The cheriot-audit tool makes it easy to reason about the security of a firmware image.
This tool is possible because we defined our ABI so that everything that a compartment accesses outside of its code and globals region is explicit (in the programmer model).
Several of these optimisations are possible only because we took a holistic view to system design.
If, for example, we allowed globals from other compartments to be transparently accessed then this would have required a GOT approach from the start and would also have made reasoning about communication between compartments much harder.
Instead, we have an explicit notion of a pre-shared object, which must come via a compartment’s import table and so is exposed to auditing.
By making the import explicit, we can also go beyond core C features and make the permissions explicit, so we can see by reading the source code, and confirm with cheriot-audit that exactly what permissions a compartment has on a shared object.
Decades of prior work have shown us that security policies divorced from the source code are hard to reason about and often get out of sync with the implementation. When they get out of sync, people notice when components have too few permissions (they stop working) but not when they have too many (until an attacker notices).

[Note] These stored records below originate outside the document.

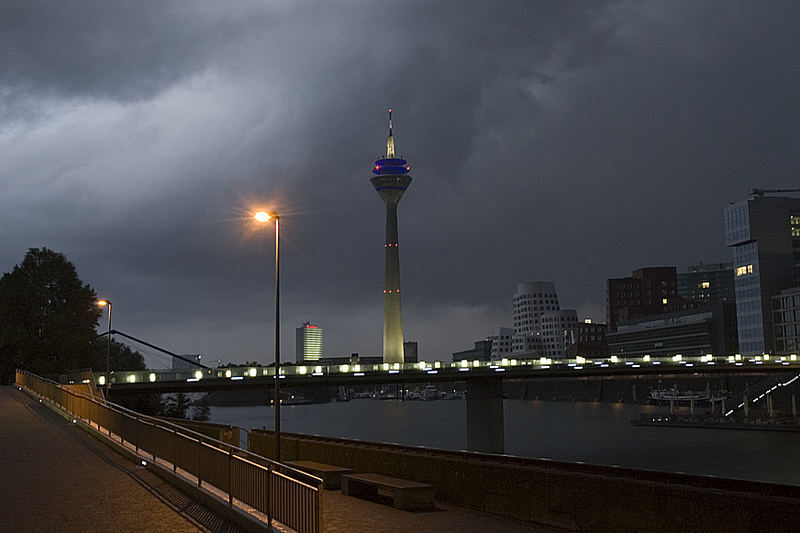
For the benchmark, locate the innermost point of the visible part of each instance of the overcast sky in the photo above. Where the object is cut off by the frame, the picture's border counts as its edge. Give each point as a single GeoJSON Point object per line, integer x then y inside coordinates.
{"type": "Point", "coordinates": [560, 141]}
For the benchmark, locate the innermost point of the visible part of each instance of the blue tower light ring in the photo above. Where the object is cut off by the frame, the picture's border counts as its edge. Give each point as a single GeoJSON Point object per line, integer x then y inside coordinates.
{"type": "Point", "coordinates": [391, 166]}
{"type": "Point", "coordinates": [391, 162]}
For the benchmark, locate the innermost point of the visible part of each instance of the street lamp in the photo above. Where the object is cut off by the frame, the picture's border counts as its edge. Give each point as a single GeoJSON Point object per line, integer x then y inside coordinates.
{"type": "Point", "coordinates": [107, 384]}
{"type": "Point", "coordinates": [263, 216]}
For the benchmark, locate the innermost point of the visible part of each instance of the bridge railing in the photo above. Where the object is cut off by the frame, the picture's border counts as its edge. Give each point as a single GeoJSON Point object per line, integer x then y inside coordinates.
{"type": "Point", "coordinates": [510, 365]}
{"type": "Point", "coordinates": [281, 493]}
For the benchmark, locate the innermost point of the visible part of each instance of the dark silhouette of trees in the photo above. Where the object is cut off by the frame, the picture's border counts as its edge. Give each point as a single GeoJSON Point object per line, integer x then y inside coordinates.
{"type": "Point", "coordinates": [48, 319]}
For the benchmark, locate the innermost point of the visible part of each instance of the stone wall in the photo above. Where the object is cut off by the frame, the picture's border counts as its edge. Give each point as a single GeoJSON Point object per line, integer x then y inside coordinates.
{"type": "Point", "coordinates": [568, 496]}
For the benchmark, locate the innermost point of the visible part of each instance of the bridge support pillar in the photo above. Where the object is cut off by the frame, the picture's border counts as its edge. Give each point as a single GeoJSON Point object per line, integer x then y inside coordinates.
{"type": "Point", "coordinates": [485, 432]}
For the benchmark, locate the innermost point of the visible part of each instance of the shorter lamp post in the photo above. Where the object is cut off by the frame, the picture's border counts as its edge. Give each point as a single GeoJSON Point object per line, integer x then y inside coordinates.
{"type": "Point", "coordinates": [107, 384]}
{"type": "Point", "coordinates": [263, 216]}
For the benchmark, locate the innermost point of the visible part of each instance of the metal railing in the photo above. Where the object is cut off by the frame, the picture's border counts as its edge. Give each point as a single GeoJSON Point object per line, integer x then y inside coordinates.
{"type": "Point", "coordinates": [281, 493]}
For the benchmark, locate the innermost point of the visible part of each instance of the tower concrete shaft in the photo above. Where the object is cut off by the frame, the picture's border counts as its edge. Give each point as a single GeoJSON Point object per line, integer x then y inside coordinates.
{"type": "Point", "coordinates": [391, 181]}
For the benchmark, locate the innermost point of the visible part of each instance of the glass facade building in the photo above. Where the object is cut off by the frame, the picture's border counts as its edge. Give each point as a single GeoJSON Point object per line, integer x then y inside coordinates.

For CHERIoT, we had an explicit design goal that you should be able to reason about the security of your code by reading the source and do coarser-grained auditing of other people’s code with additional tooling. Whether a function is in your compartment or elsewhere is explicit in the source. Whether a global is uniquely owned by you or a pre-shared object is explicit in the source. The ABI we co-designed with the programmer model to enable this and it lets us emit very short instruction sequences in the common case, while falling back to larger ones to handle corner cases.